雨宮:これまで自分の周りには視覚障害者の人はいなかったので視覚障害者に対する認識は大きく変わりました。まず点字を読む速さに驚きました。我々が文字を読むのと変わりなく読むのだということを実感しましたね。そして記憶力がいい人が多いように感じます。校正する作業においては、晴眼者が引っ張るというより、触読校正者が主導で作業します。3年ほどこの仕事を続けていますが点字に関しての知識はまだまだ足りないので、触読校正者を頼りにしています。また。仕事が終われば、一緒に駅まで帰る間、普通にテレビの話題など話をしたりしており、我々晴眼者と変わらないと思いました。以前は自分の中にイメージや先入観があったのだと思うのですが、こちらが配慮して、視覚障害者には聞かない方がいいと考えていたこともありましたが、今ではざっくばらんに話をしていますね。

校正の様子
  • この仕事でやりがいを感じるときはありますか
膨大な量の出版物の制作に関わっている

青木:現在は主に自治体の広報の仕事を行なっています。月ごとに決められた量の仕事があり、常に時間に追われています。そして最近は郵便の翌日配達や土曜日配達がなくなったことで、早く仕上げなければならず、納期を守ることに精一杯でやりがいを感じる時間がないのが正直なところです。

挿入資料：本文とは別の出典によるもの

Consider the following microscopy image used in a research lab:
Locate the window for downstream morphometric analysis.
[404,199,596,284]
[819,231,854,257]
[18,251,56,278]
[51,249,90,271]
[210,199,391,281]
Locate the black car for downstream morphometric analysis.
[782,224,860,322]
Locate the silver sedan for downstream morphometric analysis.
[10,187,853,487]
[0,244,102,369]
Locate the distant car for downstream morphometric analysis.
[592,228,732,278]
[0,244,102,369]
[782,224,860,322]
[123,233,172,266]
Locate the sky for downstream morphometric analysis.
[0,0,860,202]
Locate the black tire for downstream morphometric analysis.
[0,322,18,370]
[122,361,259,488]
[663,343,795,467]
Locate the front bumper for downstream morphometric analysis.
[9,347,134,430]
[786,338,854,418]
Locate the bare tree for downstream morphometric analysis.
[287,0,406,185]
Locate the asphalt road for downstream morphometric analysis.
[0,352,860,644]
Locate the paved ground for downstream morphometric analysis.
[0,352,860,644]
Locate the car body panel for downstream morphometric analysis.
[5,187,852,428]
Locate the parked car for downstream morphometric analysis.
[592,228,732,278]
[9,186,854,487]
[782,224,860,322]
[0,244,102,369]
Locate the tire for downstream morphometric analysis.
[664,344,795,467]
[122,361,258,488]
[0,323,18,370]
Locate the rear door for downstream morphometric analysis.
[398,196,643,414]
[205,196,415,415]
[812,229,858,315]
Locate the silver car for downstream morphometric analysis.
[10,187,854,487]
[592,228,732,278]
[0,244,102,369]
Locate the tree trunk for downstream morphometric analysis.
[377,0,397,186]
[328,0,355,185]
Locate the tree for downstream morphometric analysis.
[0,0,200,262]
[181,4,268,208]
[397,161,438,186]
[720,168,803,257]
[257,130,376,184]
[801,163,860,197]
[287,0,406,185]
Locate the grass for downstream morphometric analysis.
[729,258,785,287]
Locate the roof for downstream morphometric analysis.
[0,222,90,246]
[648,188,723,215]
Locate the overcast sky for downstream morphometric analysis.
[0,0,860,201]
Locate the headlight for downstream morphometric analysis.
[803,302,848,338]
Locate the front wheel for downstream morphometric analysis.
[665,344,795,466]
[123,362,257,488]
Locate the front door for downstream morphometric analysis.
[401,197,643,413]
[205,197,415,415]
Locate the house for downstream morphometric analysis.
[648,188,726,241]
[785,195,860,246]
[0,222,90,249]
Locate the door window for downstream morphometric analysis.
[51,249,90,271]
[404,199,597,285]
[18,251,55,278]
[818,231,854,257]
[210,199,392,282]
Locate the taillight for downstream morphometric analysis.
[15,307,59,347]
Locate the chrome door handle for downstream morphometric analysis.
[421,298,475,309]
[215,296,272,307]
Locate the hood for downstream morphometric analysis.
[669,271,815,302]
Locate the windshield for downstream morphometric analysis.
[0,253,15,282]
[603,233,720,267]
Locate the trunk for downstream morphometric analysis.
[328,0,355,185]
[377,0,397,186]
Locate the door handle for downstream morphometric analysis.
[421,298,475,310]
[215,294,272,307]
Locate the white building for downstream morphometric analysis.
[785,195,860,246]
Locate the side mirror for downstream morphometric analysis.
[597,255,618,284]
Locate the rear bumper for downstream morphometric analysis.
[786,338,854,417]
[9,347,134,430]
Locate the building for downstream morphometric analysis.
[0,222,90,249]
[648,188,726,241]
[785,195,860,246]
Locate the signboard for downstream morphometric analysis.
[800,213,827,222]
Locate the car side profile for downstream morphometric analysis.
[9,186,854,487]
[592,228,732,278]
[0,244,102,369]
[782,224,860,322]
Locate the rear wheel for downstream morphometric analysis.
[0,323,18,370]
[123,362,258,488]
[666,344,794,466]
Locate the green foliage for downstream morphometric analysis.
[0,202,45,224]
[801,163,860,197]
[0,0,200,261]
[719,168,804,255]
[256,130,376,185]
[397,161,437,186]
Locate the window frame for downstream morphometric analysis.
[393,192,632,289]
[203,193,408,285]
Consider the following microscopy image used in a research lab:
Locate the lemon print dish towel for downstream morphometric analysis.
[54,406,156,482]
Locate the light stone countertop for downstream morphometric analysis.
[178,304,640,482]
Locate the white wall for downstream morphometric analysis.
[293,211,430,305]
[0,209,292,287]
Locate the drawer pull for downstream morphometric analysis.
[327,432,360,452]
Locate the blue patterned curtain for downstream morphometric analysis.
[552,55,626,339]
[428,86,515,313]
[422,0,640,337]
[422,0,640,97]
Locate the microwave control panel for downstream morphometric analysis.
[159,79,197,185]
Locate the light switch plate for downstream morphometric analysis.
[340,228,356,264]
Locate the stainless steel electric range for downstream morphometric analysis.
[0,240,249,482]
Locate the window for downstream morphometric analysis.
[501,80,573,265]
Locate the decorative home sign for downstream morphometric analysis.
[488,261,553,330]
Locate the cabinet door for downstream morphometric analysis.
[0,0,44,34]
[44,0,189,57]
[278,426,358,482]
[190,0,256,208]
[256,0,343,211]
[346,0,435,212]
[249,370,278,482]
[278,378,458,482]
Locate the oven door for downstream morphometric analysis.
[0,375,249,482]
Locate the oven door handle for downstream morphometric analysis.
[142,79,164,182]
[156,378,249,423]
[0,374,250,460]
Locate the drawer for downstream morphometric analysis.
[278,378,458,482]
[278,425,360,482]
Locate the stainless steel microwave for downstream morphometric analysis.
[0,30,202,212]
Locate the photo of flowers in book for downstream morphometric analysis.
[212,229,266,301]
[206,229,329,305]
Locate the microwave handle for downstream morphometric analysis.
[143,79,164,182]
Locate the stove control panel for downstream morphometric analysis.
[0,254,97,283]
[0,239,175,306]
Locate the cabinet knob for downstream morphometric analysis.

所長:特に選挙公報の点訳を行うときは短期間で膨大な仕事をしなければなりません。残業をすることも多いです。住民に必要な情報を届けるというのは大きなやりがいであり責任を感じるところではあります。

雨宮:雑誌を作っていると読者の感想が届くなどフィードバックがあって嬉しいです。雑誌の中の料理などの特集記事を楽しみにしている読者も多く、手紙などをもらうこともあります。

  • この仕事で課題だと思うことはありますか

所長:諸物価が高騰していますが、社会福祉法人としてすぐに値上げができるわけではありません。自治体広報や雑誌、教科書、選挙公報などが主な仕事であるため官公庁からの受注が多く、現在(取材時点)来年度の見積もりを行なっていますが大きな価格改定は難しいです。所長としては職員により良い待遇で働いてほしいと思っています。点字の出版物や印刷物に関して困っていることや相談したいことがあれば、ぜひ点字出版所に声をかけてほしいですね。

  • 職場の環境について教えてください

職員は男性16人で女性15人の総勢31名で男女はほぼ半分ずつ。そのうち全盲が5人、弱視が1人で視覚障害者は6人が働いています。

  • 行政に対するご意見があればお聞かせください

所長:地方によって視覚障害者への情報提供に差があると考えています。東京都は広報や都議会だより、選挙公報など点字の注文は多く、視覚障害者への情報提供に積極的です。しかしそうでない地方の自治体も多いと思います。全国で視覚障害者にとっての情報格差がないように国がバックアップしてほしいですね。仕事が増えれば我々も忙しくはなりますが、嬉しいです。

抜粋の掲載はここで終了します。